RD8 deletion allows ESAT-6 secretion independently from PhoPR. (A) Schematic representation of the genetic structure at the espACD locus in the M. tuberculosis sensu-stricto and animal-adapted or M. africanum L6 strains. Red lines indicate individual SNPs identified between pairwise-compared genomes. Blue lines indicate the boundaries of the RD8 deletion. (B) qRT-PCR analysis of espACD genes expression in five strains of the MTBC harboring a ΔphoPR deletion. (C) Immunoblot of secreted ESAT-6 from H37Rv WT, ΔphoPR mutant, and ΔphoPR mutant carrying the espACD fragment from M. bovis (espACD-bovis) or the control similar fragment from H37Rv (espACD-TB). Several transformants were analyzed.

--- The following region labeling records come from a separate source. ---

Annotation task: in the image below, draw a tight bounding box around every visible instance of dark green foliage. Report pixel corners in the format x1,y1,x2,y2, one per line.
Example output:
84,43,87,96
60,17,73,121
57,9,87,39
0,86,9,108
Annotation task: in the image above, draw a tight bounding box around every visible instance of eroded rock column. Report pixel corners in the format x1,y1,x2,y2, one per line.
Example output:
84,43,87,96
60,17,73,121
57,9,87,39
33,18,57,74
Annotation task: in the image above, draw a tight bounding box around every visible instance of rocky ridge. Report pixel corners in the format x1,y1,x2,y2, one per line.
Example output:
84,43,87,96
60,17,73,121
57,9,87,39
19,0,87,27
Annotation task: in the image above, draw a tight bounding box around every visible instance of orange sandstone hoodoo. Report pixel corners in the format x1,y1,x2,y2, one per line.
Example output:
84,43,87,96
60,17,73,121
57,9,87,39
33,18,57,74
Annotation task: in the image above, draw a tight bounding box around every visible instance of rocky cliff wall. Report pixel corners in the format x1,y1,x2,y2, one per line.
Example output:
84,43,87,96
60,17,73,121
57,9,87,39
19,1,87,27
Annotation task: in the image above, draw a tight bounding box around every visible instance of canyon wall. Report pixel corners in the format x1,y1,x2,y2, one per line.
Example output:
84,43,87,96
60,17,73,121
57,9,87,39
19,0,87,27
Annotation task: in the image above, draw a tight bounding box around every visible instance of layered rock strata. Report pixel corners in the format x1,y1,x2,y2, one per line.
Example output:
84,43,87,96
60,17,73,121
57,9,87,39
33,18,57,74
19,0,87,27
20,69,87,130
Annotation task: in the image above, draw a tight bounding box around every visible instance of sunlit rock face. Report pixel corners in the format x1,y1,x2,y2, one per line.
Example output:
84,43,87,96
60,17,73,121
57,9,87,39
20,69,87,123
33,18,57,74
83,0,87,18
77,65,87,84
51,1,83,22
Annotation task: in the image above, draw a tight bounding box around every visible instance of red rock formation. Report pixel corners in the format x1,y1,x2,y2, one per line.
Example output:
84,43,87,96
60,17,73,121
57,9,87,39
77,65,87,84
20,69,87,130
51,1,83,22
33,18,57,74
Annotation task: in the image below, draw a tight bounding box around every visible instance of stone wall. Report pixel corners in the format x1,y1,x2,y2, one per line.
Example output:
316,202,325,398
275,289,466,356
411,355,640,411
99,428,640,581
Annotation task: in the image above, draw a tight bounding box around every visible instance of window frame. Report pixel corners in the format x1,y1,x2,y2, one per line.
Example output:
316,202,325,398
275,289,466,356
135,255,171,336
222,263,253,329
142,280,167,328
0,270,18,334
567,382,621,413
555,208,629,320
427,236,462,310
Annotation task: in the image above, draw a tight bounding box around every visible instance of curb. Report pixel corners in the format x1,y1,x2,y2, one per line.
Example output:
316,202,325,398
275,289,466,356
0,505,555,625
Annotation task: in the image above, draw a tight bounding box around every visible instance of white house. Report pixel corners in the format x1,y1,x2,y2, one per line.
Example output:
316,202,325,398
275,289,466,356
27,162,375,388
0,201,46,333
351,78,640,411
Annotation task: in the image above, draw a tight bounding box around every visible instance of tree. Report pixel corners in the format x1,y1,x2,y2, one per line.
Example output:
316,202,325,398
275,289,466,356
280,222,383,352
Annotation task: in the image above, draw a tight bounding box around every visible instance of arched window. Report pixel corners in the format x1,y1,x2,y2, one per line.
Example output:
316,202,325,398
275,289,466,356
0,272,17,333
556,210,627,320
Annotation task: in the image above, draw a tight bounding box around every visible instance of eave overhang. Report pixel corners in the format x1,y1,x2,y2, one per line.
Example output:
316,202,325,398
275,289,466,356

The bacterial supernatants and cell pellets were probed for ESAT-6 or GroEL2. (D) Quantification of the ESAT-6 signals in secreted protein fractions from the indicated strains (relative to H37Rv).

Fig. 5.

Insertion of IS6110 upstream phoPR in M. bovis B strain suppresses the phoPR-bovis deficiency. (A) Schematic representation of the genetic structure at the phoPR locus in the M. bovis B strain relative to “classic” M. bovis and M. tuberculosis strains. The positions of SNPs specific to the animal-adapted and M. africanum L6 and of the IS6110 insertion site are indicated in brackets. Red lines indicate individual SNPs identified between pairwise-compared genomes. Blue lines indicate the boundaries of IS6110. (B) qRT-PCR analysis of phoPR expression in M. tuberculosis H37Rv strain, the ΔphoPR mutant, and the recombinant M. tuberculosis strain expressing the phoPR-B allele. (C) Western blot analysis of PhoP from WT and phoPR-B expressing strains. (D) qRT-PCR analysis of expression of PhoP regulon genes in the indicated strains. (E) TLC analysis of lipids extracted from [¹⁴C] propionic acid-labeled cultures. (F) Survival of SCID mice infected with ∼4 × 10³ cfu of the indicated strains (five mice per group). Curves are significantly different between the phoPR-bovis expressing strain and the phoPR-TB– and phoPR-B–expressing strains (P < 0.005, according to the log-rank (Mantel– Cox) test).